La rinomata freschezza del prodotto del caseificio Cioffi nella Tuscia Viterbese è fuori discussione. Prova ne sia che Mauro Cioffi da sempre, rinomatamente, ritira il latte in una stalla viterbese, a chilometro zero, tra le 4,00 e le 5,00 di ogni mattino. Per restituirne poi già dalle 10,30, oltre a una serie di squisiti prodotti caseari finiti, una gustosissima mozzarella.
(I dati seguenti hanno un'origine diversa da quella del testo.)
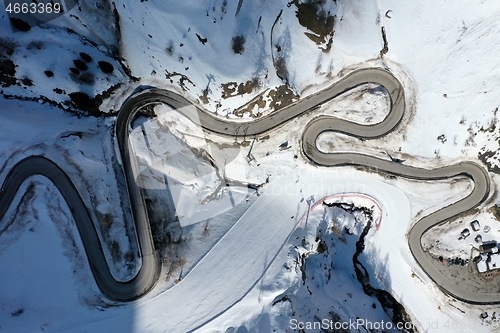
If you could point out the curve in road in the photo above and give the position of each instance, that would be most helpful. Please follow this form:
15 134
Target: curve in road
149 272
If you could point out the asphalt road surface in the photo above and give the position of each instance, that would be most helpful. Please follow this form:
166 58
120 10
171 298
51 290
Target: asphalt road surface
148 274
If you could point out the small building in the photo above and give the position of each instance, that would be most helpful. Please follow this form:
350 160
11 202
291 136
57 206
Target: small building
489 247
475 225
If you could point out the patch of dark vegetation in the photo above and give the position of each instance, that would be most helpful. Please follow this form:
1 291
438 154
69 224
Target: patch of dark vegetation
485 158
18 312
182 79
282 299
83 78
232 89
27 82
282 96
39 99
258 102
106 67
35 44
281 69
314 17
115 250
80 65
390 305
84 102
238 44
8 45
86 57
19 24
7 73
202 40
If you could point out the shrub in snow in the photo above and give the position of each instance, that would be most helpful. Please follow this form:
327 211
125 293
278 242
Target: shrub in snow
83 101
80 65
238 44
106 67
8 45
19 24
35 44
85 57
83 78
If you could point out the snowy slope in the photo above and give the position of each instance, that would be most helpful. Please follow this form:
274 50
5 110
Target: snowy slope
236 269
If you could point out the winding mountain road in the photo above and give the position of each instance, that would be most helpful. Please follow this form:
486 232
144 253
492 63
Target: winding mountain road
148 274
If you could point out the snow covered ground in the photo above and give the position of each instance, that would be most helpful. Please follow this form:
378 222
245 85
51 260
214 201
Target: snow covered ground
243 273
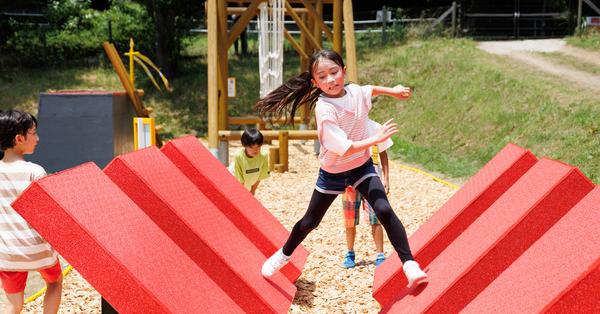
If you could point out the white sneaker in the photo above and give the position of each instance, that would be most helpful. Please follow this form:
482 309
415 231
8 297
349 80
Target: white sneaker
274 263
414 274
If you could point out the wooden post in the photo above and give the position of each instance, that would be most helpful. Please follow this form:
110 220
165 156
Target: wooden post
337 26
273 157
223 62
213 79
305 47
578 22
350 42
454 19
383 24
283 149
319 12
Pronta, espressa, gustosa e certificata secondo tutte le norme di sicurezza per un risultato di tutto rispetto nei confronti non solo del sapore ma anche degli elevatissimi standard di grande qualità. Il processo di lavorazione quotidiana prevede infatti alcuni rigorosissimi test sulla materia prima, che vengono effettuati senza mai abbassare la guardia né tralasciare alcun passaggio, ogni giorno come sempre.
Un successo ottenuto a livello regionale, tra 97 candidati totali per le categorie “formaggi freschi”, “ricotta fresca”, “formaggio prodotto da giovane imprenditore” e “formaggio prodotto da nuova impresa”.
Un riconoscimento che oltre a dare lustro ad un lavoro artigianale fatto a regola d’arte, mette in luce un patrimonio agroalimentare dal contributo fondamentale per il territorio della Tuscia e per i suoi “simboli” di qualità e le sue vere e proprie eccellenze.
Un elogio particolare è stato ottenuto dalla segretaria della Cna di Viterbo e Civitavecchia, Luigia Melaragni.
L’iniziativa è stata promossa dalla Camera di Commercio di Roma e realizzata da Agro Camera, Azienda Speciale della stessa Camera di Commercio per la valorizzazione del settore agroalimentare in collaborazione con Asial e in sinergia con Unioncamere Lazio e sistema delle Camere di Commercio del Lazio.